What does it mean to be a teenager today? There is no distinctive teen subculture; instead, it has been fragmented like the rest of society into a zillion categories separated by small distinctions in age, geography, taste, and what not. But there was a time in the not-so-distant past when teenagers formed a large, identifiable group with shared likes and interests. These youths saw themselves as having something in common just because of their ages. This is why Elvis Presley (in 1956) and the Beatles (in 1964) were mass phenomena that all kids watched on television. It was their music.
So was the music on this collection of doo-wop tunes. These vocal harmony songs of love and romance functioned as the soundtrack to teen life. While this anthology includes monster hits like Dion and the Belmonts’ “A Teenager in Love” and the Crests’ “16 Candles” alongside obscure ditties like Norman Fox and the Rob Roys’ “Pizza Pie” and the Echoes’ “Ding Dong”, all of the songs would be instantly recognizable as teenage music by the generation of baby boomers that came of age between the mid-‘50s and mid-‘60s.
Sound of the City: New York Area Doo-Wop 1956-1966
US: 24 Jul 2007
UK: Available as import
That said, tastes did change over time. The differences between the music of Elvis and the Beatles caused their respective fans to battle back then. Doo-wop that once sounded fresh in 1956 sounded old fashioned by 1966, the years covered by this anthology.

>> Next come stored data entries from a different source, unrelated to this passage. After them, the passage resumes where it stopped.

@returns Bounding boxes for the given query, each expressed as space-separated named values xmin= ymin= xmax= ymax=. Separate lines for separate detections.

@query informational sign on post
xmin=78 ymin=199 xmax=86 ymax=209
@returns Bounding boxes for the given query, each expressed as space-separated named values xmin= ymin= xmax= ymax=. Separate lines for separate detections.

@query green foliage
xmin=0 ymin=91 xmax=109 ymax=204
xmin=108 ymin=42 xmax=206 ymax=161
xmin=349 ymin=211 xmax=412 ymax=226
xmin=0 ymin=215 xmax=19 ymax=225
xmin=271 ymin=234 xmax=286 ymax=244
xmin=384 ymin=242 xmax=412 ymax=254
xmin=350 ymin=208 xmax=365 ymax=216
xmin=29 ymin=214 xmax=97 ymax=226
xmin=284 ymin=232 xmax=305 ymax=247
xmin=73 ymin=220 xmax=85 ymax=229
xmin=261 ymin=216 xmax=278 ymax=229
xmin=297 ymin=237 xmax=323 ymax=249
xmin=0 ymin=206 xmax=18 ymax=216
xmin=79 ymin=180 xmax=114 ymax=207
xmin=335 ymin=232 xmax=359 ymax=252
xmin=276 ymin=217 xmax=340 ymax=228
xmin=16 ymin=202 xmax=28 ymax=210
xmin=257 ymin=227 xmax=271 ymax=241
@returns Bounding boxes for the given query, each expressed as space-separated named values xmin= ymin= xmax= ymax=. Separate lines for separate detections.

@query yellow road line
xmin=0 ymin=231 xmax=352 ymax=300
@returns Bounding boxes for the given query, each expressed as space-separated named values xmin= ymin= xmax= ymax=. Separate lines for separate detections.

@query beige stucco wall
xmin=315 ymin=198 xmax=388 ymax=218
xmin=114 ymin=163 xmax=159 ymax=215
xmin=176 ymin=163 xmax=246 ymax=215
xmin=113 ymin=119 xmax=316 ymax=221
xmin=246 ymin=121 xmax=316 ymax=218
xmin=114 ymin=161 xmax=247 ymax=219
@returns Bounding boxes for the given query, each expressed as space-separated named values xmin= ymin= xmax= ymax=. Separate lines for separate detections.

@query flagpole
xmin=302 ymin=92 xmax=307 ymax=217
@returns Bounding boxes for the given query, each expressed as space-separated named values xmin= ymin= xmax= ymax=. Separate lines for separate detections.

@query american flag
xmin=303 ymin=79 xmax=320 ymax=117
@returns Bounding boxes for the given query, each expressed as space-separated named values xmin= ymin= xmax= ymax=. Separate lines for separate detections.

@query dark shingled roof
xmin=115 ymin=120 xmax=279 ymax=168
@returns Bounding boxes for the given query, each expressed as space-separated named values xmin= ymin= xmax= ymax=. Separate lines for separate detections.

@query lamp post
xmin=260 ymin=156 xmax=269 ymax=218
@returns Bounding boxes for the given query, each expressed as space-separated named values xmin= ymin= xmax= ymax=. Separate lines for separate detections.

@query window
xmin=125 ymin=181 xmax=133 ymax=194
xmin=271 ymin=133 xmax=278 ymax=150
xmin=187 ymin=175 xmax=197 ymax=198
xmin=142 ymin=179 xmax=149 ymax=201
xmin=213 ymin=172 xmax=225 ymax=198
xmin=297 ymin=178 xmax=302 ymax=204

However, the passing of time has blurred these lines. To today’s teenagers, Elvis and the Beatles are classic rock from the past, largely divorced of time and place. To modern ears, doo-wop tracks from the ‘50s and ‘60s both sound the same. All that matters to most contemporary listeners is whether a song is catchy or clever.
This collection of New York area doo-wop is meant for a general audience. A purist would reject the inclusion of songs like the Four Seasons’ “Sherry” and “Big Girls Don’t Cry” for several reasons. Real doo-wop music should only have minimal, unobtrusive instrumentation. A Capella doo-wop is the genuine connoisseur’s choice. But one can’t imagine “Sherry” without it’s drummed introduction and heavy percussion accompaniment. Sure, its roots come out of doo-wop, but it’s like calling Led Zeppelin “blues music” because of the influence the classic Chess records had on the band’s sound. Okay, that may be a little exaggerated, but audiences at the time would have considered the Four Seasons rock instead of doo wop. Besides, the Four Seasons hail from the Garden State. The hit musical based on their lives isn’t called Jersey Boys for nothing. Calling this New York area music is an insult to those of us from the land of Sinatra and Springsteen.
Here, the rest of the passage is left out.